Eine Partei mit 40 Prozent könne man nicht „mal eben verbieten“
Bildquelle: NiUS

Der frühere SPD-Vorsitzende Sigmar Gabriel rechnet nicht mit einem Verbot der AfD durch das Bundesverfassungsgericht. Die Partei sei zwar verfassungsfeindlich, erfülle seiner Einschätzung nach jedoch nicht die Voraussetzungen für ein Verbot. Zugleich wirft Gabriel den etablierten Parteien vor, sich zu lange auf die sogenannte Brandmauer verlassen zu haben.
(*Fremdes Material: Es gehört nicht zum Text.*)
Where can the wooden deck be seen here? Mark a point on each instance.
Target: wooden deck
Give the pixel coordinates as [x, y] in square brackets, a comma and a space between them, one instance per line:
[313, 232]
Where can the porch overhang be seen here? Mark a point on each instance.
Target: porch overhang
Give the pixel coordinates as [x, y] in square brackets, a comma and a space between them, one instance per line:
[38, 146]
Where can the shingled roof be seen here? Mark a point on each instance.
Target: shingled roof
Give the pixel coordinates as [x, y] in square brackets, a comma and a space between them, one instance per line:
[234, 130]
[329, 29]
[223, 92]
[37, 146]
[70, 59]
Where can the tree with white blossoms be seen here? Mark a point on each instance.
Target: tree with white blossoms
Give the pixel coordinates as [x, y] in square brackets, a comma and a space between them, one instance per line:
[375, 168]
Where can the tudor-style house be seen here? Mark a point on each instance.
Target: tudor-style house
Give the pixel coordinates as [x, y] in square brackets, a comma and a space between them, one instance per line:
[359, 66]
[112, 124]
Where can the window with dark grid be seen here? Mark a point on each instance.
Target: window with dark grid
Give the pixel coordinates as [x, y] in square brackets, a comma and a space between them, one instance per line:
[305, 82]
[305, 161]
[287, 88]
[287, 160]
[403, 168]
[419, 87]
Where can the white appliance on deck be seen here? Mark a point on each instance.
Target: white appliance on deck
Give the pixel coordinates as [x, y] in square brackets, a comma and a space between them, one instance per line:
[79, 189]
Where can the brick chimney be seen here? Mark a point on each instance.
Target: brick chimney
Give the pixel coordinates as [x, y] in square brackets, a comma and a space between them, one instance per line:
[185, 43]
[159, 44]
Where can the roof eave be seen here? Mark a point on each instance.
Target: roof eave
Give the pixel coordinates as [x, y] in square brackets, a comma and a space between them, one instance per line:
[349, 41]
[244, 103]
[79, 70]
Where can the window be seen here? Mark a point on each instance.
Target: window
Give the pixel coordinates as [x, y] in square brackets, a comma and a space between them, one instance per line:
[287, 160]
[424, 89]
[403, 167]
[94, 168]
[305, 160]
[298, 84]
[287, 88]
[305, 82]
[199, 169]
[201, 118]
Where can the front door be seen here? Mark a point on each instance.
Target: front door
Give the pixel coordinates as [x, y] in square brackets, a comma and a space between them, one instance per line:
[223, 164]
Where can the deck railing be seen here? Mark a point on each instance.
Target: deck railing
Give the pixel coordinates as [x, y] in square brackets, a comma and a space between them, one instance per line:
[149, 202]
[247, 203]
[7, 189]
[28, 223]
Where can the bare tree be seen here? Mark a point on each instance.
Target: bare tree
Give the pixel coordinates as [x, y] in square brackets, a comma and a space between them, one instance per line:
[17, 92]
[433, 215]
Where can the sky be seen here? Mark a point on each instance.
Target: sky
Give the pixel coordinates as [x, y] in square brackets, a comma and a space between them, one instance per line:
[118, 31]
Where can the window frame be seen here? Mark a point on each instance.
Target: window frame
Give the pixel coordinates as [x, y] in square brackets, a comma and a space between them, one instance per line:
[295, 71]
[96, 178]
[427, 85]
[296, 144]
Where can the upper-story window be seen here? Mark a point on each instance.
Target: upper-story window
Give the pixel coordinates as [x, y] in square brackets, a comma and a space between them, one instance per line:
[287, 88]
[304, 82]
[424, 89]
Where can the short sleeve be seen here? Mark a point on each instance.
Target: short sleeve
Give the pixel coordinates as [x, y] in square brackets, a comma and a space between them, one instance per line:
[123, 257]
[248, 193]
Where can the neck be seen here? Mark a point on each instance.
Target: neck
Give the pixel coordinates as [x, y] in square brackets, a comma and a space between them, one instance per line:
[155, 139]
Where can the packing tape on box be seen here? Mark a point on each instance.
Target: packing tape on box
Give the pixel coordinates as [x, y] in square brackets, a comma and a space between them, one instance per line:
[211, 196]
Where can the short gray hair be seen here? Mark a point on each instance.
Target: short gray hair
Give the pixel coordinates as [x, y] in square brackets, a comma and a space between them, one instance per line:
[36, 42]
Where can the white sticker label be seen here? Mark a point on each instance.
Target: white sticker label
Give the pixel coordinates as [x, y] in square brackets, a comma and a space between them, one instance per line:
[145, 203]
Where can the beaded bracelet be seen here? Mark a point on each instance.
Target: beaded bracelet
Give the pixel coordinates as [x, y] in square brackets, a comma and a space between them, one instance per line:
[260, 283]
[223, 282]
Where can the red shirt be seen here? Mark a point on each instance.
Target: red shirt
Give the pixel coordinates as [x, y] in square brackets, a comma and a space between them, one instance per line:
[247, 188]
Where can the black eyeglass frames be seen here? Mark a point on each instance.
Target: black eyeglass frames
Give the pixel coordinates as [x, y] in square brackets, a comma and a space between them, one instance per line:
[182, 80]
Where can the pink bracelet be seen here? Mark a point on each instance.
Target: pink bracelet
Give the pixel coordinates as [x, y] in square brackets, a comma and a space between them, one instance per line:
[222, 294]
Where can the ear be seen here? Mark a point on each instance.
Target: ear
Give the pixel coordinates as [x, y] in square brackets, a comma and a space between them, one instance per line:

Der ehemalige Vizekanzler Sigmar Gabriel hält ein Verbotsverfahren gegen die AfD für wenig aussichtsreich. „Ich glaube, dass das Bundesverfassungsgericht die AfD nicht verbieten wird, weil sie nicht durchgängig aggressiv kämpferisch gegen die Bundesrepublik Deutschland vorgeht“, sagte der frühere SPD-Chef in einem Interview mit dem ZDF.

Gabriel bezeichnete die AfD zugleich als verfassungsfeindlich. Dabei müsse jedoch zwischen den Begriffen unterschieden werden: „Das ist ja ein Unterschied, ob man verfassungswidrig ist oder verfassungsfeindlich.“ Es gebe viele Anzeichen dafür, dass wichtige Vertreter der Partei gegen die freiheitlich-demokratische Grundordnung verstießen. Gabriel nannte ausdrücklich den Thüringer AfD-Politiker Björn Höcke, verwies aber auch auf weitere Repräsentanten.